If every compartment hadn't already been full and the corridor outside locked solid with people standing, she could have moved; but the very thought of pushing her way from carriage to carriage past hundreds of grinning men was enough to make Sally stay where she was.
So what if the nuns stank of garlic sausage cut in fat slices from that salami? She didn't smell so hot herself. A stink was on her own fingers from using a station loo at Tripoli, and she needed a bath. It was five days since she'd stayed at a tiny pensione outside Catania airport, where a fat Sicilian customs inspector had stopped midsearch when he reached the box containing her contraceptive cap.
"What's in here?" he'd demanded.
Dropping to a squat, Sally had spread her knees and mimed shoving a finger into her vagina. He'd let her go after that although his scowl followed her all the way through the air-conditioned hell of Arrivals and out into the sweet heat that told her she was back in Sicily.
The pensione was the first one she'd come across. A drab little house with peeling yellow paint that turned out to be immaculate once she stepped through the door. Clean sheets in her attic room, a double bed charged as a single as there was only one of her and the little hotel was hardly overbusy. A dining room that they opened especially, so that the English student didn't have to eat alone in her room.
And then a bath to wash away the dirt of New York. The pensione had plenty of hot water the owner told her proudly, little knowing that Sally would take hers shallow and almost cold. A habit she traced back to school.

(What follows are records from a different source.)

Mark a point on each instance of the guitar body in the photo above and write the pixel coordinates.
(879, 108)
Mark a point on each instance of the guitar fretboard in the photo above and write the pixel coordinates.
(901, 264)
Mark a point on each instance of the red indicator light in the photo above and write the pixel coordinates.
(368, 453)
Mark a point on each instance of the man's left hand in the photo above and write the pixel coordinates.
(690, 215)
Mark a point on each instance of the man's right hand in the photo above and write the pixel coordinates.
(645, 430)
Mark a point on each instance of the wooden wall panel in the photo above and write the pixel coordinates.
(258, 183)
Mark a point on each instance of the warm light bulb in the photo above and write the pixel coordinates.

She was tired from the flight and a twelve-hour stopover in London. Most of her spare money had gone towards a ticket that agreeing to the stopover made just about affordable. Although breaking at London meant she spent one night camped at Heathrow fighting off bad pickup lines and assuring the security staff that yes, she did have a valid ticket for onward travel. Of course, Sally could have afforded to fly more or less direct, with a simple change of planes in Frankfurt but then she wouldn't have had enough money left for what she needed to do.

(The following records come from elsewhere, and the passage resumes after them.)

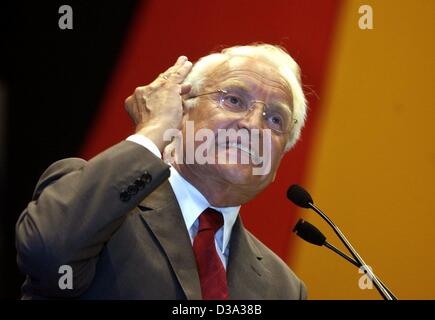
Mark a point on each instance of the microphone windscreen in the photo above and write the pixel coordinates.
(299, 196)
(309, 233)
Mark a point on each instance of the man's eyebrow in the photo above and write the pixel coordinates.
(244, 89)
(238, 85)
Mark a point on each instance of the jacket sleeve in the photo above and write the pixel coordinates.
(76, 206)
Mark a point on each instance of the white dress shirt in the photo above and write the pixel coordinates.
(192, 203)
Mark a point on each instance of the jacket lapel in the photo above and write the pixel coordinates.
(161, 213)
(246, 274)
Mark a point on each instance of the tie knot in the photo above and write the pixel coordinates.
(210, 219)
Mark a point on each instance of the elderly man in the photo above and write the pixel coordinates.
(135, 223)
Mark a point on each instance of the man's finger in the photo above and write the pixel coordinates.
(181, 74)
(185, 88)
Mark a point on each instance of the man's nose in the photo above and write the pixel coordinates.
(254, 118)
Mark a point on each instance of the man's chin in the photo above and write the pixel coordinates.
(238, 173)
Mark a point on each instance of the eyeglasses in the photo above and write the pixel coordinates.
(276, 117)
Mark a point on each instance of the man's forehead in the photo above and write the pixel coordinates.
(255, 71)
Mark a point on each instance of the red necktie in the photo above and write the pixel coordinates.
(212, 275)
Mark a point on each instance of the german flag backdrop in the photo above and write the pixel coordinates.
(367, 153)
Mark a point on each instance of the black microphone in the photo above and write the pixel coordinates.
(311, 234)
(302, 198)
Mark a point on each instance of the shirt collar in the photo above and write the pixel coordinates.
(192, 203)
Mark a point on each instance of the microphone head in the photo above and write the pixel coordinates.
(299, 196)
(309, 233)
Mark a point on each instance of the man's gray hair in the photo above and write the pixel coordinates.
(274, 55)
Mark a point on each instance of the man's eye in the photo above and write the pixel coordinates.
(234, 102)
(276, 122)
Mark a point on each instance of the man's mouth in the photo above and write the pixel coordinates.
(254, 156)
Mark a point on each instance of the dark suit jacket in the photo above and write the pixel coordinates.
(115, 220)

Later, as she dried, staring in the looking glass of the pensione's attic, Sally tried to see herself as Atal had seen her, as Wu Yung and the boy before the man that Wu Yung was. Wondering what had they seen, the three men she'd bedded in the two years since she first let herself seduce Drew, the nanchuku nut, from boredom . . . She'd told Wu Yung fifteen lovers, to stop him thinking she might take him seriously; which Sally had, though common sense made her keep that private.
A thin face. Good bones, her grandmother would have said. Pale blue eyes. Narrow shoulders and small breasts. A flat stomach and no hips. That was her most obvious flaw. She had, an early gym mistress once told her, the figure of a natural athlete. That was shortly before the woman tried to massage knots from the cramped muscles of Sally's inner thigh.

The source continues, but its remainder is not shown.